In general, there are two things you can do to heal your bones quickly- exercise and supplement for bone health.
According to the National Institute of Health, exercise is one of the best ways you can protect your bones. Exercise builds bone density and prevents the deterioration of bone mass. The best kind of exercise for bone health is load-bearing exercises, including weight training, walking, stair-climbing, running, and body-weight workouts.
If your bones are already weak, from cadmium exposure or simple lack of nutrition throughout the years, there are a variety of supplements you can take that will help boost the health of your bones. Add the following bone-boosting supplements to your diet to ensure your bones remain healthy and strong in spite of cadmium exposure:
Bone Meal: What could be healthier for your bones than existing bones? Bone meal contains all of the bone-building nutrients from one source. Bone meal contains phosphorous, calcium, and other minerals from animal bones.
Calcium: Everyone knows that calcium is essential for bone health. However, a lot of people are still deficient in this mineral. A calcium supplement can ensure you receive the right amount each day.
Vitamin D: Vitamin D is necessary to absorb calcium properly so you can use it to build strong bones. Most people should supplement with vitamin D since most people’s environmental exposure to vitamin D is low.
Vitamin K: Vitamin K is a hidden nutrient that is important for building strong, healthy bones.
Magnesium: Studies show that men and women with lowered magnesium levels are more likely to have bone density issues.
Zinc: With low zinc levels, you are more likely to absorb bone-harming cadmium. Ensure your zinc levels are high enough with a daily supplement.
Phosphorous: Phosphorous is an essential mineral that is used to build strong, healthy bones.

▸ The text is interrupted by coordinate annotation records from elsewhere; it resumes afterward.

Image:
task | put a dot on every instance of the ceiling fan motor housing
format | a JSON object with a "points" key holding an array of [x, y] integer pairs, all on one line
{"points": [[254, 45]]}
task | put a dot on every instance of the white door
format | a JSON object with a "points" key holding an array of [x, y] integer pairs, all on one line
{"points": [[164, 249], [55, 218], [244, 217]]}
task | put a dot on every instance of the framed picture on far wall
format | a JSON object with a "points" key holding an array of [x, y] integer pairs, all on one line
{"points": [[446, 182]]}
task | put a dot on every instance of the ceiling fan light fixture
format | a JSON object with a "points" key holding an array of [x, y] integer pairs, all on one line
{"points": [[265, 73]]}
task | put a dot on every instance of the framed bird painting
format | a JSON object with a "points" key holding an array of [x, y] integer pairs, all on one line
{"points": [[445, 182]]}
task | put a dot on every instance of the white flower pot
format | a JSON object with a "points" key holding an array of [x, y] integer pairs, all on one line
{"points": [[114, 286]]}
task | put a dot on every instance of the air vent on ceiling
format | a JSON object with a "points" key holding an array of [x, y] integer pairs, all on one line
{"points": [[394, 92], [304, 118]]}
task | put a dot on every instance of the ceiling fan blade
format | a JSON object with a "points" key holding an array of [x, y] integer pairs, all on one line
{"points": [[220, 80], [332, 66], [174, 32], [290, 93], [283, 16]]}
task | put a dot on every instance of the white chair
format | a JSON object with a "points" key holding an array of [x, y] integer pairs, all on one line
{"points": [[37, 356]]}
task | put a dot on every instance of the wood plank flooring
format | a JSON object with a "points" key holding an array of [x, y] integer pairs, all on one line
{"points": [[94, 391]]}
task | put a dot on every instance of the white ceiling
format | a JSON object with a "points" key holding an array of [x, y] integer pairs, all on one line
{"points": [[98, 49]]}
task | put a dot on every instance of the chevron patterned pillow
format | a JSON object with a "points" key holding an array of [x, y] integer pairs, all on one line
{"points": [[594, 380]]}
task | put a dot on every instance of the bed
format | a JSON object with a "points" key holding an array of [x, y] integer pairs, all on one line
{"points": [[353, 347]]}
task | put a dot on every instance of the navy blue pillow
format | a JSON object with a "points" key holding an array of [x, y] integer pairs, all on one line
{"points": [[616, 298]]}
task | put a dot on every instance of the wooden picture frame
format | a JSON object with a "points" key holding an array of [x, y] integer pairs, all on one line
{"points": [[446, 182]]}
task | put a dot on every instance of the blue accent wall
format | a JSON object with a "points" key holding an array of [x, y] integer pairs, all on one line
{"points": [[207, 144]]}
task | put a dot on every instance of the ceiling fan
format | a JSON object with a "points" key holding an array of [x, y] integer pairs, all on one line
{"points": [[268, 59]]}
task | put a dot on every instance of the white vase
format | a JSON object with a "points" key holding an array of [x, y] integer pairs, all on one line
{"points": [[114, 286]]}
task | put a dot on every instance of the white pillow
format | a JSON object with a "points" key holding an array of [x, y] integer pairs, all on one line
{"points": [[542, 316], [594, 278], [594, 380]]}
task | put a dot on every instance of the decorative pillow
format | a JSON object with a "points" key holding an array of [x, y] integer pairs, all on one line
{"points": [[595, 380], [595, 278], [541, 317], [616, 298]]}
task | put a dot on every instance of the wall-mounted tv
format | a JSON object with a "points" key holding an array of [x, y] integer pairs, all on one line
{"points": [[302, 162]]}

Poor bone health can dramatically shorten a person’s life. As a person ages, bone density loss leads to an increased risk for falls, fractures, and hospital stays that can quickly cause a person to lose independence or even their life. Exposure to metals like cadmium can artificially reduce the density of your bones and cause premature bone aging. A
lthough there is not much you can do to avoid exposure to cadmium from environmental sources, there are steps you can take to remove as much of the toxins from your body as possible and build your bones using nutrition and supplements. These two methods are highly effective at restoring bone health no matter your age.